The northern terminus was on the A12 midway between the junction with Hollingsworth Road and the junction with Harris Avenue. From there it followed the A12 south to its other terminus at Pakefield where the A12 has a junction with Pakefield Street and Stradbroke Road. That area is still often referred to as the Pakefield terminus or Pakefield Tramways. The terminus itself was in front of what is still known today as The Tramway's Hotel.

A branch from this north–south route ran westward from the Suffolk Hotel on station square along Denmark Road to the depot in Rotterdam Road, with the entrance opposite the end of Essex Road. The shed was four lanes with a glass peak to the roof. The lines were still in situ in the depot's shed and yard during the 1960s when the depot was being used for Lowestoft Corporation buses.
In 2009 the shed building was still being used, but not as a shelter for public transport vehicles.

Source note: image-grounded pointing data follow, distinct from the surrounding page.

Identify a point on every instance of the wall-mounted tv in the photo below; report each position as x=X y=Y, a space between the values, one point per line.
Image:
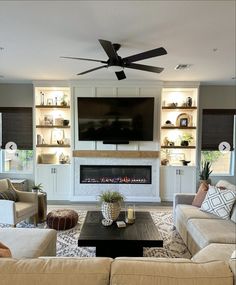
x=115 y=120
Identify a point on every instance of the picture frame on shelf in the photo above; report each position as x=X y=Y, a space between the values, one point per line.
x=183 y=122
x=48 y=120
x=49 y=102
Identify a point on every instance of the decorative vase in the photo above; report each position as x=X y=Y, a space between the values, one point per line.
x=189 y=102
x=184 y=143
x=111 y=211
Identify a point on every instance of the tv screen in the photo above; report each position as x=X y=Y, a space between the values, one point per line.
x=115 y=120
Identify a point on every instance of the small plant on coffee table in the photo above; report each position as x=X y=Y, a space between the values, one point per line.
x=111 y=204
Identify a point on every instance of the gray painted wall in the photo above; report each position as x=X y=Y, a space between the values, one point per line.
x=17 y=95
x=216 y=97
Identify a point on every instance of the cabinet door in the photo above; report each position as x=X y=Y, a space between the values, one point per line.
x=63 y=182
x=167 y=183
x=44 y=175
x=187 y=179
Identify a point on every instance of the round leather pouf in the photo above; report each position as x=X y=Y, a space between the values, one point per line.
x=62 y=219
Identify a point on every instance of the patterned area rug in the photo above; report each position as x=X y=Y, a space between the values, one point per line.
x=173 y=245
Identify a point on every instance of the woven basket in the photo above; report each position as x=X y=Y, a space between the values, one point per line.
x=111 y=211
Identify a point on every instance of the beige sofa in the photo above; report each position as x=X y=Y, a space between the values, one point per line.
x=120 y=271
x=199 y=229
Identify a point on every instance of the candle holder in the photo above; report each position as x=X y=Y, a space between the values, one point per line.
x=130 y=214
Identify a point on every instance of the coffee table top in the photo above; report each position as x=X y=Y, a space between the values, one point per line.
x=143 y=229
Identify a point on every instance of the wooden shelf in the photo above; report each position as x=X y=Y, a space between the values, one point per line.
x=179 y=146
x=115 y=153
x=180 y=108
x=52 y=145
x=51 y=106
x=51 y=127
x=181 y=128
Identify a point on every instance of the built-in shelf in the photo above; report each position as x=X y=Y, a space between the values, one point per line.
x=174 y=127
x=180 y=108
x=52 y=106
x=179 y=146
x=52 y=145
x=54 y=126
x=116 y=153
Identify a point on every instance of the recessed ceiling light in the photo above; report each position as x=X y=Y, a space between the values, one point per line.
x=183 y=66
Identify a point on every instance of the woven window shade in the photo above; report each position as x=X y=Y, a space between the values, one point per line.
x=217 y=127
x=17 y=127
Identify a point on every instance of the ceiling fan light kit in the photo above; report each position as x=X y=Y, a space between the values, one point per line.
x=117 y=64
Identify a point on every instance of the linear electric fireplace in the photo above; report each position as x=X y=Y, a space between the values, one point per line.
x=115 y=174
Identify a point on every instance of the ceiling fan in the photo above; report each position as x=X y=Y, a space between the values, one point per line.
x=114 y=60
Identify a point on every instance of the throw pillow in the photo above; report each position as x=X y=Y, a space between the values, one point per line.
x=8 y=194
x=219 y=202
x=201 y=194
x=4 y=251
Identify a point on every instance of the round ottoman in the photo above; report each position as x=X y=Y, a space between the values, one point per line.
x=62 y=219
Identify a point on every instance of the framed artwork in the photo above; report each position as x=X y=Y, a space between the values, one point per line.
x=183 y=122
x=48 y=120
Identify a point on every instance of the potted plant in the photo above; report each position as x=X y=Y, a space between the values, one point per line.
x=37 y=187
x=186 y=139
x=111 y=204
x=205 y=172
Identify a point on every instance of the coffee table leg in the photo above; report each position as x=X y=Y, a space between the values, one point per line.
x=119 y=249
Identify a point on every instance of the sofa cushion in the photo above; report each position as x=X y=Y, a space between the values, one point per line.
x=215 y=251
x=29 y=243
x=169 y=271
x=206 y=231
x=219 y=202
x=186 y=212
x=8 y=194
x=226 y=184
x=201 y=194
x=86 y=271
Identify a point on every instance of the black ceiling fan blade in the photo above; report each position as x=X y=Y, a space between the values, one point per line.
x=81 y=58
x=145 y=55
x=144 y=67
x=120 y=75
x=90 y=70
x=109 y=49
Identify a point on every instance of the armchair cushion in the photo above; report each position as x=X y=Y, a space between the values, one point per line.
x=8 y=195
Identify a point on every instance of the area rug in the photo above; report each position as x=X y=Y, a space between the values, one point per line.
x=173 y=245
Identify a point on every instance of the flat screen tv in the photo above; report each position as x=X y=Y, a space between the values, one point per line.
x=115 y=120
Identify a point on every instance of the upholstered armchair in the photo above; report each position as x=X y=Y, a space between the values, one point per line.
x=16 y=206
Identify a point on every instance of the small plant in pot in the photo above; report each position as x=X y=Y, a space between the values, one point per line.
x=37 y=187
x=111 y=204
x=205 y=172
x=186 y=139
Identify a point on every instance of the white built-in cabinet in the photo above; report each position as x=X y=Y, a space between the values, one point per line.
x=52 y=140
x=176 y=179
x=179 y=120
x=56 y=180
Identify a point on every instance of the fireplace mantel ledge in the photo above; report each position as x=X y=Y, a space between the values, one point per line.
x=116 y=153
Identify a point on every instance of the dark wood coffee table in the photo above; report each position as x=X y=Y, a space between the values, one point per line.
x=113 y=241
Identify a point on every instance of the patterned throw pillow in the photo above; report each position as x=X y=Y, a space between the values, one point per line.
x=219 y=202
x=8 y=195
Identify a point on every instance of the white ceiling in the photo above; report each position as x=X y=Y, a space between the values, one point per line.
x=34 y=34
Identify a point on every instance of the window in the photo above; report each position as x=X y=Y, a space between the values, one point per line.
x=16 y=126
x=219 y=126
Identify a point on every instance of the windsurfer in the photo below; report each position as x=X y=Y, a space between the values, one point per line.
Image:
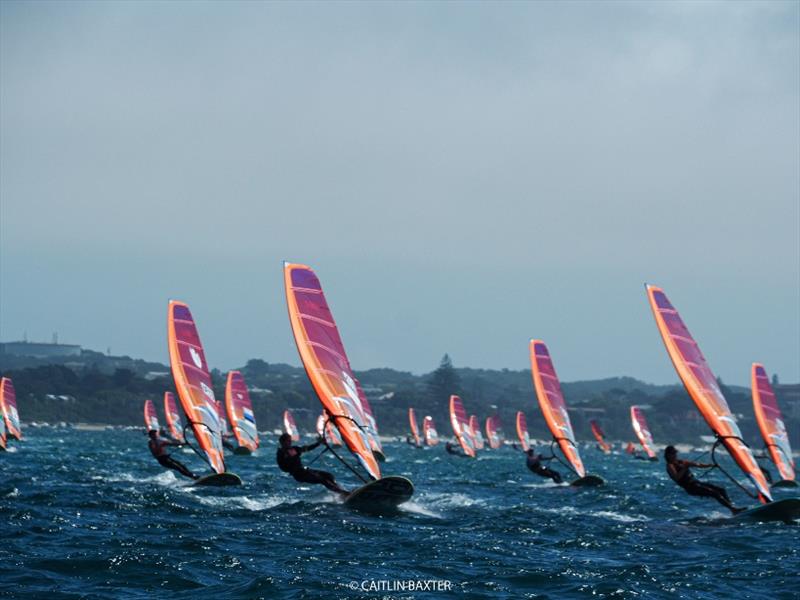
x=288 y=458
x=679 y=471
x=158 y=447
x=534 y=463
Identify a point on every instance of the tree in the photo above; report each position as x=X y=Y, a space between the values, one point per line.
x=443 y=382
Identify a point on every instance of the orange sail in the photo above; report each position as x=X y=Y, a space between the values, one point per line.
x=770 y=422
x=551 y=401
x=475 y=430
x=412 y=421
x=522 y=431
x=642 y=430
x=150 y=417
x=289 y=425
x=372 y=424
x=460 y=424
x=240 y=411
x=702 y=386
x=323 y=355
x=599 y=436
x=8 y=406
x=492 y=432
x=173 y=417
x=193 y=382
x=429 y=431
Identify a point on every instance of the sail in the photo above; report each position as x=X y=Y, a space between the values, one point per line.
x=240 y=411
x=332 y=434
x=412 y=421
x=289 y=425
x=326 y=429
x=429 y=431
x=193 y=382
x=492 y=433
x=551 y=401
x=642 y=430
x=599 y=436
x=702 y=386
x=770 y=422
x=475 y=430
x=150 y=416
x=324 y=358
x=8 y=404
x=173 y=417
x=372 y=424
x=522 y=431
x=460 y=424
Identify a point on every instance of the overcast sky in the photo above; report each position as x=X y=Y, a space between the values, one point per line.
x=462 y=177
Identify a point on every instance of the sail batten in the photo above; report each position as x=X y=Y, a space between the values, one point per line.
x=460 y=424
x=173 y=417
x=522 y=431
x=597 y=431
x=701 y=384
x=429 y=431
x=492 y=432
x=8 y=407
x=412 y=422
x=642 y=430
x=770 y=422
x=150 y=416
x=240 y=411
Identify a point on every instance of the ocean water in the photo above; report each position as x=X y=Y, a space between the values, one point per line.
x=89 y=514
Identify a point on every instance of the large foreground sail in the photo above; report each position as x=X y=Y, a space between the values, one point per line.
x=173 y=417
x=475 y=430
x=522 y=431
x=551 y=401
x=324 y=358
x=412 y=422
x=460 y=424
x=770 y=422
x=642 y=430
x=702 y=386
x=429 y=431
x=193 y=382
x=240 y=411
x=8 y=405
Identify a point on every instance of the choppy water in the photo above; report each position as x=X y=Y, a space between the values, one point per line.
x=92 y=515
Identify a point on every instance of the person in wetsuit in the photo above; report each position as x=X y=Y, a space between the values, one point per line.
x=158 y=447
x=288 y=458
x=534 y=463
x=679 y=472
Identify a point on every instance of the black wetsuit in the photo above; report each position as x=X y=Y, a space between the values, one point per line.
x=694 y=487
x=289 y=462
x=535 y=464
x=157 y=448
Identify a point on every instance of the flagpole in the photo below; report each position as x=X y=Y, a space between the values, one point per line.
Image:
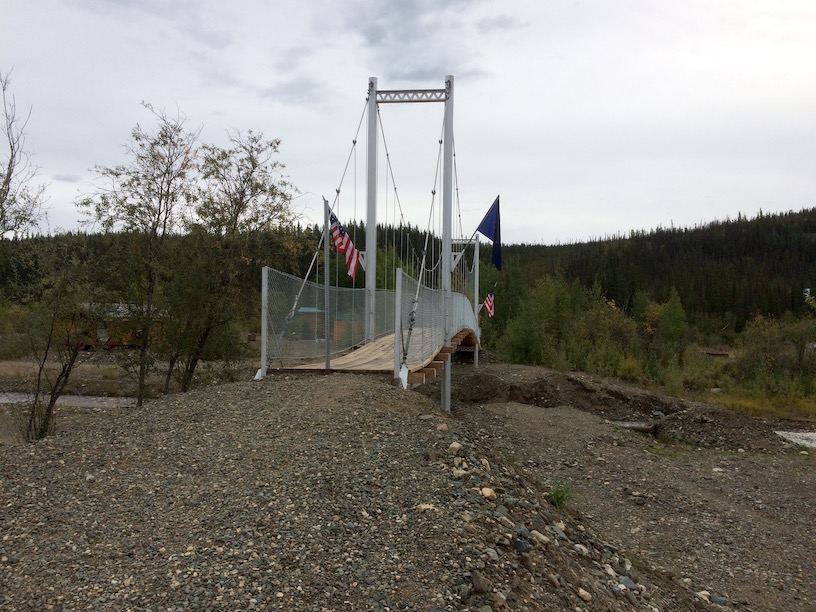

Located in Norwich Road, adjacent to the depot, was Lowestoft Corporation's electricity generating station. Originally opened in 1901, its output capability was increased in 1903 to cope with the tramway's electrical load.

==Tramcars==
The fleet consisted of:
- Fifteen open top double deck tramcars
- Four single deck tramcars
- One works car

==Preserved tramcar==
The East Anglia Transport Museum owns an original 1904 open top double deck Lowestoft Corporation tramcar, which had been a static exhibit but as of 2009 is being restored to fully working condition for operation on the museum's track.